LIVER AND BILIARY TRACT

Severe NAFLD with hepatic necroinflammatory changes in mice fed trans fats and a high-fructose corn syrup equivalent

¹Division of Gastroenterology and Hepatology, Department of Internal Medicine, Saint Louis University, ²Department of Pathology, Washington University, and ³Saint Louis University Liver Center, St. Louis, Missouri; and ⁴Department of Pathology, Cleveland Clinic, Cleveland, Ohio

Submitted 1 April 2008 ; accepted in final form 27 August 2008

The aims of this study were to determine whether combining features of a western lifestyle in mice with trans fats in a high-fat diet, high-fructose corn syrup in the water, and interventions designed to promote sedentary behavior would cause the hepatic histopathological and metabolic abnormalities that characterize nonalcoholic steatohepatitis (NASH). Male C57BL/6 mice fed ad libitum high-fat chow containing trans fats (partially hydrogenated vegetable oil) and relevant amounts of a high-fructose corn syrup (HFCS) equivalent for 1–16 wk were compared with mice fed standard chow or mice with trans fats or HFCS omitted. Cage racks were removed from western diet mice to promote sedentary behavior. By 16 wk, trans fat-fed mice became obese and developed severe hepatic steatosis with associated necroinflammatory changes. Plasma alanine aminotransferase levels increased, as did liver TNF- and procollagen mRNA, indicating an inflammatory and profibrogenic response to injury.

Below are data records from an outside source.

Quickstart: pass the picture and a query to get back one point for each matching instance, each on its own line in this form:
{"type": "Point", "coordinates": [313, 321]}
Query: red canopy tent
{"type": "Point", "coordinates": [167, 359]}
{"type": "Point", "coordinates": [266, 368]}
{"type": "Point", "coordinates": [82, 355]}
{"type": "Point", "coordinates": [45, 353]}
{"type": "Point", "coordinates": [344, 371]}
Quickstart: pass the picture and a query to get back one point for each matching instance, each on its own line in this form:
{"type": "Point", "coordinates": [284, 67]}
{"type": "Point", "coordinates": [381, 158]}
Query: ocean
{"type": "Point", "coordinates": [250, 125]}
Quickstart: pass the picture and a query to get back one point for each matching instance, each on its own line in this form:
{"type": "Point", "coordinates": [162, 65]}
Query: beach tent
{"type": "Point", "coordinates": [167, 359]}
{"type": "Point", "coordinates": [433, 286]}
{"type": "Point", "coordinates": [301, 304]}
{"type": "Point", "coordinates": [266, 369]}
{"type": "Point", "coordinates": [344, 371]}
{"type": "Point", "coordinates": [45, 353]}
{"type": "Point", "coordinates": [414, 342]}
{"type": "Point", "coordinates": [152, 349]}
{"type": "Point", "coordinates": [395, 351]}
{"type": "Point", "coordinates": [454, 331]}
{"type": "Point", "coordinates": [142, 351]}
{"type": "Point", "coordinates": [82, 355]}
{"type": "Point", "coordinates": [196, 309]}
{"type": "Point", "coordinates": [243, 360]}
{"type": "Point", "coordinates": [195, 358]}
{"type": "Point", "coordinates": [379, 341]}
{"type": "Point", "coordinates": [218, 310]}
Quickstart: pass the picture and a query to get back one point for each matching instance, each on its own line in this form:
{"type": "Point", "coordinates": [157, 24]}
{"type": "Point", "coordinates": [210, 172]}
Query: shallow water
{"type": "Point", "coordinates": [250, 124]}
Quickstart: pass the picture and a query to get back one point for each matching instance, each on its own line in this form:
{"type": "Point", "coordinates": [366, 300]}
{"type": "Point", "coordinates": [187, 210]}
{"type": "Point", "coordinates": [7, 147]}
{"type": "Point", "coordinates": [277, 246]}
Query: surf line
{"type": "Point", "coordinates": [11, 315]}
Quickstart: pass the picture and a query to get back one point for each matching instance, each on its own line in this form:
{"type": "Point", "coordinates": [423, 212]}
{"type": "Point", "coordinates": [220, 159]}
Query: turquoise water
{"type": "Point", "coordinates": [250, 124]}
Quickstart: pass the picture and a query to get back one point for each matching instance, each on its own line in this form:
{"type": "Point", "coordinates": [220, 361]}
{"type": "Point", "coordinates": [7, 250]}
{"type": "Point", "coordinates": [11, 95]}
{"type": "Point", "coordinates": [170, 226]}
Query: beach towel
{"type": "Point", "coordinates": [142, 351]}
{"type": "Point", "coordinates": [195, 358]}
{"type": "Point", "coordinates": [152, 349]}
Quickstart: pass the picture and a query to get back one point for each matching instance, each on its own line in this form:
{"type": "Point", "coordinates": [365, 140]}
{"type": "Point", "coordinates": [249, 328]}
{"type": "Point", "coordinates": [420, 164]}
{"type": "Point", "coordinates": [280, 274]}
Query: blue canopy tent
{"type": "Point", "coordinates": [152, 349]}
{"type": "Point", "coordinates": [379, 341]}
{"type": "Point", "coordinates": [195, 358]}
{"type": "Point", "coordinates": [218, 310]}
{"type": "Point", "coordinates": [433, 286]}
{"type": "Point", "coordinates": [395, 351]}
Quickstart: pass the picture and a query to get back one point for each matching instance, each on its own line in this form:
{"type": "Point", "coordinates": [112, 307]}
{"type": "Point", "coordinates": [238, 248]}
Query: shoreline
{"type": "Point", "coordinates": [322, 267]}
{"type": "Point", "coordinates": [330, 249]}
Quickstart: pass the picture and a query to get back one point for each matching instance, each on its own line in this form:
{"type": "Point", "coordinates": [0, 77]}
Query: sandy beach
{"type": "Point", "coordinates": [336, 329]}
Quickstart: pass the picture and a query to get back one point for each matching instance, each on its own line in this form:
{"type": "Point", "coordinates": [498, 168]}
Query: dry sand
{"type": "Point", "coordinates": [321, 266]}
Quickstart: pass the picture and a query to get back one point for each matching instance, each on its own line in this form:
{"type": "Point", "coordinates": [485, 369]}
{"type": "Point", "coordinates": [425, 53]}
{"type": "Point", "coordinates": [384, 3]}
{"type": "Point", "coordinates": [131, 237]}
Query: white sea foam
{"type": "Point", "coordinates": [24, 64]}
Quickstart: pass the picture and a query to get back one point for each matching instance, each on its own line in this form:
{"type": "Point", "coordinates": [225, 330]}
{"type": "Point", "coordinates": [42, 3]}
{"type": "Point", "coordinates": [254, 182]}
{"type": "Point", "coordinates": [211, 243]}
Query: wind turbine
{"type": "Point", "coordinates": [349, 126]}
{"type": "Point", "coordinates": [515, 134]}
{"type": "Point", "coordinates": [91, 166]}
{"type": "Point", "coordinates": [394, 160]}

Glucose intolerance and impaired fasting glucose developed within 2 and 4 wk, respectively. Plasma insulin, resistin, and leptin levels increased in a profile similar to that seen in patients with NASH. The individual components of this diet contributed to the phenotype independently; isocaloric replacement of trans fats with lard established that trans fats played a major role in promoting hepatic steatosis and injury, whereas inclusion of HFCS promoted food consumption, obesity, and impaired insulin sensitivity. Combining risk factors for the metabolic syndrome by feeding mice trans fats and HFCS induced histological features of NASH in the context of a metabolic profile similar to patients with this disease. Because dietary trans fats promoted liver steatosis and injury, their role in the epidemic of NASH needs further evaluation.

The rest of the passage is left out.